To read the previous chapters of ‘Illuminating the Hidden Forest,’ click here.
Dec. 11, 2019
Last fall, my neighbor alerted me to the Mass Wildlife website, which announces the rules and calendar of the two-month-long hunting season. He was worried about Lily and my safety if we were to go into the woods behind our home, which is full of deer and is a favorite hunting ground for my hunting neighbors and their families.
Bow and arrow season is through November. Then comes rifle season during the first two weeks of December, followed by two weeks during which only what are called primitive firearms are used. A few special days are also set aside for youth and paraplegic deer hunting. Bear, crows, turkeys and ruffed grouse all have their seasons, while coyotes are fair game at any time.
I have a complicated relationship with hunting. Several members of my family enjoy a good steak. My son-in-law gratefully replaced the brittle head on his African drum with a hide from my neighbor’s kill. In Africa, drummers use gazelle, shot, skinned and eaten with cultural and culinary purpose. Here in the Berkshires, my neighbors’ ancestors have been hunting on these lands for generations. So I need to examine my preconceptions about hunting.
The city me pictured hunters as rough men in pick-up trucks, gun rack visible in the rear window. In the country, most of my neighbors have pick-up trucks. None have visible gun racks, though many hunt.

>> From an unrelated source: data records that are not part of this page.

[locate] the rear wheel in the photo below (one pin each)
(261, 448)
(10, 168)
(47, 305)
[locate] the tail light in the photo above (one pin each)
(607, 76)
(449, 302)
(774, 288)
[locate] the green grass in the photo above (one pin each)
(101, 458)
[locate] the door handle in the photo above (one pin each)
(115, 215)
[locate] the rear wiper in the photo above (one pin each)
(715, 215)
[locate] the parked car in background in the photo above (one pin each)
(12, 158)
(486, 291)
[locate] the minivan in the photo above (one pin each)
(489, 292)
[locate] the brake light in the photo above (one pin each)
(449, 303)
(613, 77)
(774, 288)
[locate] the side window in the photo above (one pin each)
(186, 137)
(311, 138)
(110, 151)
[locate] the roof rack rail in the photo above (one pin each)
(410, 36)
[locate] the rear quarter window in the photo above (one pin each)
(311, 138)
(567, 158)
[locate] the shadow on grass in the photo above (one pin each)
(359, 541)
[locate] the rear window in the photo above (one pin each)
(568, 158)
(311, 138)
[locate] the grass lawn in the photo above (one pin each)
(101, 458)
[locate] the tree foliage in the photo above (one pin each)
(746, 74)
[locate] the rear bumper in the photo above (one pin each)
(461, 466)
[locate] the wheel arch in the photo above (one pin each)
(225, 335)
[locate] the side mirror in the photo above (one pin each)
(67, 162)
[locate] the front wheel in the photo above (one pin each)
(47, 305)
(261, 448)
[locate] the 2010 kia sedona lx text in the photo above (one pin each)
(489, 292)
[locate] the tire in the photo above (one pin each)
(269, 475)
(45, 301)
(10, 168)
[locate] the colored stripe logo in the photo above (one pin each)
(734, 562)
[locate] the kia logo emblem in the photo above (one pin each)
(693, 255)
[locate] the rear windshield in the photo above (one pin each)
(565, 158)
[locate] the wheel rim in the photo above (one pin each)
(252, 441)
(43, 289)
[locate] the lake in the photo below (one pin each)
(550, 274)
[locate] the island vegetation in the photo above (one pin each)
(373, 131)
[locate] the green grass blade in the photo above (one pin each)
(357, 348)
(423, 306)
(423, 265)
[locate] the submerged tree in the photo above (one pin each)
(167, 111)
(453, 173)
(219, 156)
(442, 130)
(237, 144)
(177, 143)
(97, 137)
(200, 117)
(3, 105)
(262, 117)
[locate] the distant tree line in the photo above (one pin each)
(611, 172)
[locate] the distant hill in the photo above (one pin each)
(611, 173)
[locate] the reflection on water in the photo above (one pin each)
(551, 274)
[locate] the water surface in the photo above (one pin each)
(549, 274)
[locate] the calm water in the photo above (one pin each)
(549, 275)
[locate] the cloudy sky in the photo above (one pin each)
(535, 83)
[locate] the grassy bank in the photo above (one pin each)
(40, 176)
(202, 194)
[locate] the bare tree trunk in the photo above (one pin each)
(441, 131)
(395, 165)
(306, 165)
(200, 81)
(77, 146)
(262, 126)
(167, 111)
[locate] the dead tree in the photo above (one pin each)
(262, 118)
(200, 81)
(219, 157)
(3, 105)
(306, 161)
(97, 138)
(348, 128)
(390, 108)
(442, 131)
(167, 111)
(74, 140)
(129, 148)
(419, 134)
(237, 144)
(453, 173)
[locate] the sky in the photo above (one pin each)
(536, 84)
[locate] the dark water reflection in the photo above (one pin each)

Last season at the beginning of November, I decided that, for the bow and arrow season, I could walk in the forest with Lily, thinking that I would stay along the brook, where the trees are thick and deer hunting would be less likely. I had been assured that bow and arrow hunters need to be close to the deer to take a shot, and would not mistake Lily and me for a deer. I wore my hunter’s bright orange watch cap and strapped Lily into a blaze orange vest.
About 7:30 in the morning, the day was crisp and sunny, yet in the woods, I felt a bit resentful. Here we were in the heart of late autumn, Lily snuffing and bounding, the darkened turkey tail fungi ringed with brilliant white edges, the brook swirling and tumbling with red and brown leaves. Yet all this was soon, and maybe even now, not safe for me. By January, when hunting would be over, winter would be fully here and the ground would be thick with snow too deep for Lily. It might be months before we could go back.
Ahead of me, farther down the brook, Lily started barking furiously. I saw something large and black bounding across the water and into the high grasses on the other side. What was this? A bear? A black deer? Are there black deer?
Lily wouldn’t stop barking. She faced the grasses and barked and barked while I scanned the terrain to see what she was barking at. Suddenly, a bearded man rose up from the grasses about 100 yards away. I was alone in the forest except for a 17-pound barking dog. My hair stood on end.
I could turn and flee, or I could wait and meet this man striding toward me, clad in black with hunting bows and arrows in a carrier by his side. I decided to stay and raised my arm in a wide wave. He waved back, reached the brook and waded over, like Poseidon emerging from the sea. We introduced ourselves. The fiancé of a neighbor’s daughter, he wanted to assure me of our safety when he realized that we had seen him.
Sometime after that encounter, toward the end of the bow and arrow season, I met my neighbor of the deer hide on another walk in the woods. He led me to his deer chair, which he ratchets up a tree beside a deer path through the forest. He told me how he enjoys spending hours in that chair, watching the life of the forest passing beneath and above him, including the occasional bobcat and, of course, the occasional deer.
This beloved neighbor has given us gifts of venison steak, which I prepare lovingly for the meat eaters in my family. Sometimes I will find a bag of hen of the woods mushrooms hanging on our front doorknob, treasure from the woods near the house where he grew up. I am thankful to this neighbor, both for the bounty that he so generously shares, and for enlarging my understanding and appreciation.